Il patto. I leader delle frange estreme del tifo azzurro, dimostrano «un'assoluta dedizione nei confronti di Carandente», tale - si legge nei verbali - «da essere difficilmente spiegabile se non in virtù dell'esistenza di precisi interessi che accomunano Carandente e Di Vicino (passando per Marco Nonno)». Interessi risalenti nel tempo. «Non va sottaciuto - scrive il pm Ardituro - che nei giorni della protesta è girata insistentemente la voce secondo cui gli ultras venivano lautamente remunerati in cambio della loro partecipazione».
«Ti piace lo spettacolo?». È il 7 gennaio 2008 quando viene intercettata un’altra conversazione che registra (in ambientale) la voce di Leopoldo Carandente. «Butta la benzina...vai Gaetano..vai tranquillo...State guardando lo spettacolo?..»: il riferimento è ai raid di un gruppo di manifestanti che nei pressi dell’uscita Cuma della tangenziale, hanno incendiato un autobus della linea CTP. Contemporaneamente, in via Montagna Spaccata, un altro gruppo di manifestanti sta incendiando un bus dell’Anm.
Mentalità ultrà. «In curva si canta, in Questura si tace». È solo una delle tante frasi riportate nei verbali dell’inchiesta attribuite ai capi tifosi ultrà. Tra loro c’è anche il pluripregiudicato Ciro Sanges.
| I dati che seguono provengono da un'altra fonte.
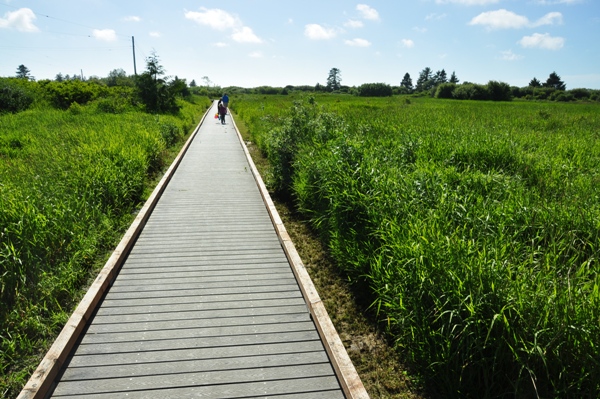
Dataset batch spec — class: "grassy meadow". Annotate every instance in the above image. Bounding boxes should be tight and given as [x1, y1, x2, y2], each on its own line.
[231, 95, 600, 398]
[0, 94, 210, 397]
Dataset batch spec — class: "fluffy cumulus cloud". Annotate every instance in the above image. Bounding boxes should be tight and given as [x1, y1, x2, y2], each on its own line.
[185, 7, 263, 43]
[345, 38, 371, 47]
[92, 29, 117, 42]
[356, 4, 379, 21]
[519, 33, 565, 50]
[185, 7, 242, 31]
[231, 26, 262, 43]
[304, 24, 338, 40]
[0, 8, 39, 32]
[469, 9, 562, 30]
[400, 39, 415, 48]
[500, 50, 523, 61]
[344, 19, 364, 28]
Per questi «tifosi», polizia e carabinieri restano «il primo nemico». Sanges era, si legge nei verbali «il referente preferenziale di direttive “operative” per la gestione dei tumulti e apice di una piramide costituita da ulteriori soggetti che costituivano i gangli principali della protesta». In una telefonata del 5 gennaio Sanges confessa anche di aver danneggiato la sede di Alleanza Nazionale di Pianura.